Chuck Doucette
Chuck Doucette

Reputation: 153

NSOperation ready but not starting on iOS 7

We created an operation framework to add some functionality not found in the base classes (e.g. tracking success/failure). Parent operations are usually non-concurrent, and may only exist to manage child operations. Child operations which are typically concurrent (downloading xml and media asynchronously).

When we run our application on iOS 7, add we a number of operations to the operation queue, ~3/4 of the operations complete, and then the app appears to hang.

When I pause the app in the debugger, and I examine the operations in the queue (sOpQueue.operations), many of them are ready to run (isReady returns TRUE), but apparently none of them are executing (isExecuting returns FALSE, and I see no evidence of any operation running on any thread).

This is a new problem as of iOS 7.

The behavior does not seem to change when I increase or decrease the number of concurrent operations.

Does anyone have any suggestions on how to determine why a ready operation is not being started?

Thanks, Chuck

Upvotes: 3

Views: 2768

Answers (2)

Rob
Rob

Reputation: 438417

Are you issuing the isReady Key Value Observing notification?

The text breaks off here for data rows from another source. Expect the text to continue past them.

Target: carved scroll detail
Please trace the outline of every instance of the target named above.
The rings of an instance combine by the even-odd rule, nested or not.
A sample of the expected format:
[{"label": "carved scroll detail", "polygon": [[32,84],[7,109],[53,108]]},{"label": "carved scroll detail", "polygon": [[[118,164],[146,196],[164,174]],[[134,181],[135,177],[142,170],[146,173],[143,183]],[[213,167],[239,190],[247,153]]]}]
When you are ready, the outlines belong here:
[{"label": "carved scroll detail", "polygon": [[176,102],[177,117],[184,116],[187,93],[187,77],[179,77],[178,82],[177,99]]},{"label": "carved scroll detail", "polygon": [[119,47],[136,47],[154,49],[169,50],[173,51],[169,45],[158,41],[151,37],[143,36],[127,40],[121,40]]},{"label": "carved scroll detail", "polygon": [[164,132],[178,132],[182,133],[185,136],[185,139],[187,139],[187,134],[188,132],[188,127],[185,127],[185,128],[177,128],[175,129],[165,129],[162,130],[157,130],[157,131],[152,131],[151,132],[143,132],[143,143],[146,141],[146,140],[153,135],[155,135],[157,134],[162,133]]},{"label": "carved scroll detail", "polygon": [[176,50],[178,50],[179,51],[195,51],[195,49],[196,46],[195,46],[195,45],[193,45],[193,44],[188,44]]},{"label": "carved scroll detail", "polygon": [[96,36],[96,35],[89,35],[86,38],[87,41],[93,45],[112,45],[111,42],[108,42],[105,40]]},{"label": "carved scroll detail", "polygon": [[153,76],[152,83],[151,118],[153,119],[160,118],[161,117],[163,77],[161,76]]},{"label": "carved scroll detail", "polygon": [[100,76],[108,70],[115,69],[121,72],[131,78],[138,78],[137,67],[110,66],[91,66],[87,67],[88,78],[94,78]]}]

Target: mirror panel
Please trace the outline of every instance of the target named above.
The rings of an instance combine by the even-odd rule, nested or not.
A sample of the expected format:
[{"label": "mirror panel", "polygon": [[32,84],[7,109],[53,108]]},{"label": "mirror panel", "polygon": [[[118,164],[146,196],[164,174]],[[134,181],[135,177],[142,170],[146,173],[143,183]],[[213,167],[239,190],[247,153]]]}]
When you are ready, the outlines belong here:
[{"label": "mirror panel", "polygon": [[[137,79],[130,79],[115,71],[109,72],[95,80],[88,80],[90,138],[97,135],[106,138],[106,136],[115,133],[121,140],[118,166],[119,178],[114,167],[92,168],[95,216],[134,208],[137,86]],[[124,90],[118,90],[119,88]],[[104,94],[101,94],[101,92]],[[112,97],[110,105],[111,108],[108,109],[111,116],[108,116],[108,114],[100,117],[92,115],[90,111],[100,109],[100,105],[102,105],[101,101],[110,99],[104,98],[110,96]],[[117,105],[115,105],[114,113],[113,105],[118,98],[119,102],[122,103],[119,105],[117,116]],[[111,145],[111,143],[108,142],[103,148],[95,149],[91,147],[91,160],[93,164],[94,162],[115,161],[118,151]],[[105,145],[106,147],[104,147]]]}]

For example, I use a property:

@property (nonatomic, getter = isReady) BOOL ready;

And then have a custom setter:

- (void)setReady:(BOOL)ready
{
    [self willChangeValueForKey:@"isReady"];
    _ready = ready;
    [self didChangeValueForKey:@"isReady"];
}

As well as a custom getter that calls super:

- (BOOL)isReady
{
    return _ready && [super isReady];
}

And, because you implemented both the setter and getter, you have to manually synthesize the property at the beginning of the @implementation (usually you don't have to do this anymore, but if you implement all of the custom accessors, you have to manually @synthesize):

@synthesize ready = _ready;

Then, the operation starts when both of the following conditions are satisfied:

  • The ready property is set to YES (note, use the setter, not the ivar directly);

    self.ready = YES;
    

    or

    [self setReady:YES];
    
  • All other standard NSOperation criteria are satisfied (e.g. dependencies between operations, honoring maxConcurrentOperationCount, factoring in priorities, etc.).

Upvotes: 5

TomSwift
TomSwift

Reputation: 39502

I'll bet you have concurrent operations that haven't finished properly. Raise you number of concurrent operations and see if you can run longer before it hangs. Then figure out why your concurrent operations aren't correctly setting isFinished.